Tuesday was hot again - in the high 20's (it may even have hit 30) and although we had planned to explore Rock Hall - the local town - it was all we could do to walk as far as the Waterman's Museum. That was closed up so we asked for the key at the neighbouring store and spent a pleasant time examining the memorabilia there. Then it was a hot and dusty walk back to the dinghy and a speedy run to Madcap where we jumped immediately into the water again.

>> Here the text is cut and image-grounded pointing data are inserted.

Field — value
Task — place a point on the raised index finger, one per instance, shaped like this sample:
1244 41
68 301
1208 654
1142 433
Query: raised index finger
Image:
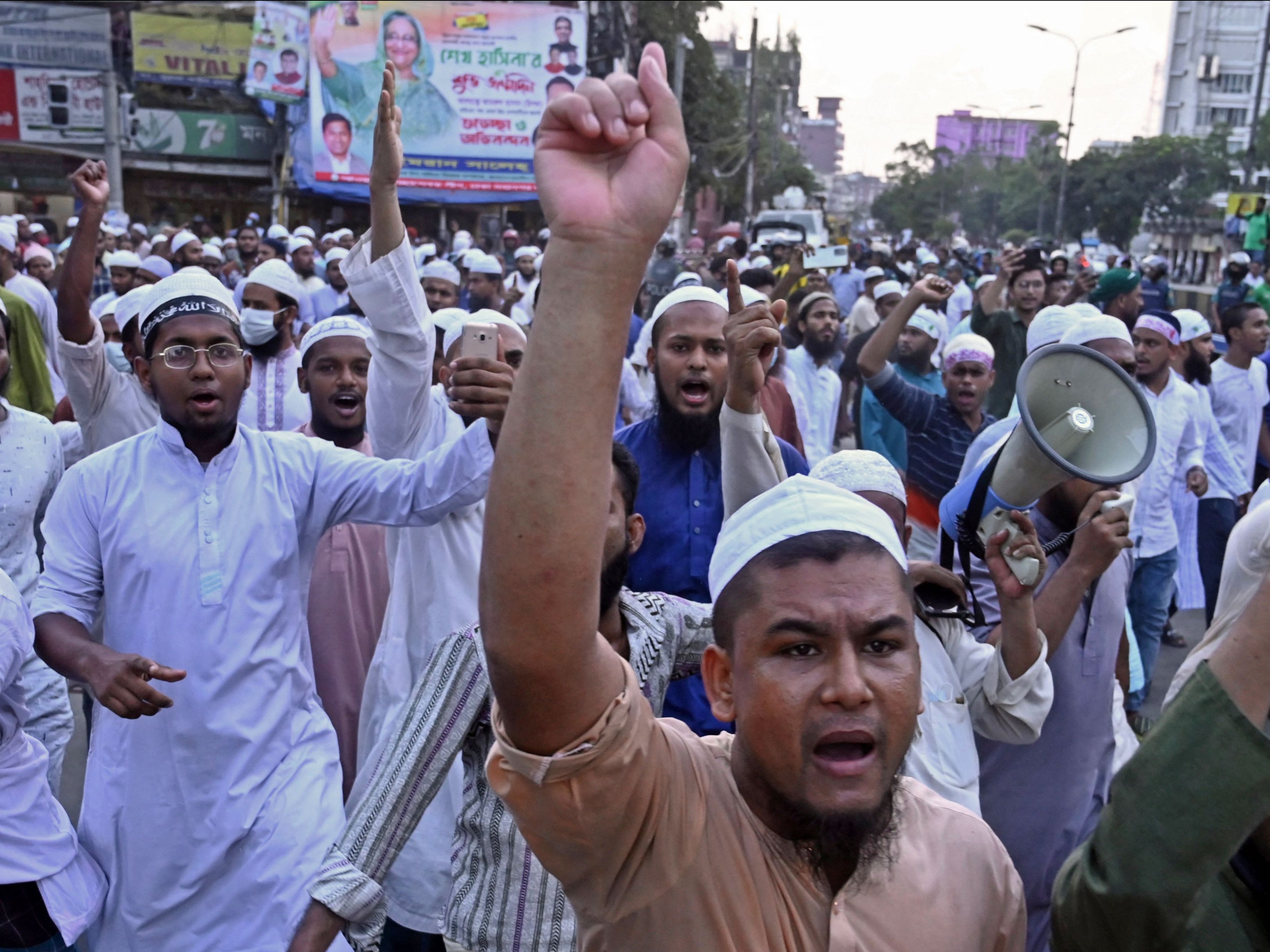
736 303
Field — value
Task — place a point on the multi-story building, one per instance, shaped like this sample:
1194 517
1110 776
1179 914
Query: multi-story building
1216 54
963 134
821 139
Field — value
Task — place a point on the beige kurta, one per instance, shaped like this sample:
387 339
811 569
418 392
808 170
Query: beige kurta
347 595
657 850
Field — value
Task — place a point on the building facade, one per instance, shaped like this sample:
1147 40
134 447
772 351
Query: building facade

This swimming has been an unexpected treat. We had never dreamed it would be warm enough, and the water temperatures have been the highest we've seen all trip - high 20's. We keep hearing about sea nettles, also known as stinging nettles. I thought they must be plants, but it turns out they are jellyfish (Jim knew that all along). When we eventually saw some in the Chester River, they were smallish white ones with trailing stingers. The books say the water is fresh enough as we travel up these rivers that they are not a problem, and we have found that to be true.
We saw the most elaborate and plentiful duckblinds - good sized ones with thatched sides and roofs - in Swan's Creek. We're happy that they don't appear to be in use right now since we have been able to spot several from almost every anchorage we've been in, and we don't relish being caught in any crossfire.
On Wednesday, we raised anchor and traveled on to the Chester River. We had read about an anchorage just off Cacaway Island and so we navigated our way up the river, into Langford Creek, through the marsh-lined channel to the anchorage. I have just finished reading James Michener's Chesapeake in which he talks a great deal about the marshes and it is interesting to be moving among them. Much of that novel is set in the Choptank River, which we will explore next week, but I think we are certainly getting a taste of it now. These rivers twist this way and that, and the shoreline is almost always lined with rushes.
Cacaway Island is small - no landing allowed - and is home to a variety of birds. We saw a magnificent bald eagle soar in for a landing. He perched high above us for quite some time and I was desperately wishing for a "zoomier" lens on my camera! What strong birds they are - huge claws, thick necks, and so distinctive with their white head and tail feathers. At the other end of the island, a couple of turkey vultures were putting on a show. One was perched atop a dead head and the other came soaring in to land higher up on the same branch. They appeared to be engaging in some kind of interaction - do adults feed each other like cardinals do? One flew off again while the other stayed with wings outstretched, tail up, head down and appeared to be eating. I wish I had been able to get a better look but it was just too far away. Today, a turkey vulture came in to a branch closer to us, and sat for the longest time with his back to us and his (her?) wings spread wide out. The wing span had to be close to a metre. I don't know if they need to spread their wings out to dry like cormorants do or not. I'd be very happy to hear from any birders out there about turkey vulture habits. A couple of elegant blue herons appeared as well - one standing so still along the shoreline while another landed high in a tree and pulled his long neck in as if to take a nap. This morning we saw a great mass of Canada Geese fly overhead.
What a treat it is to be up close and personal with nature in the Chesapeake. Later today we head for Chestertown to do some connecting with people.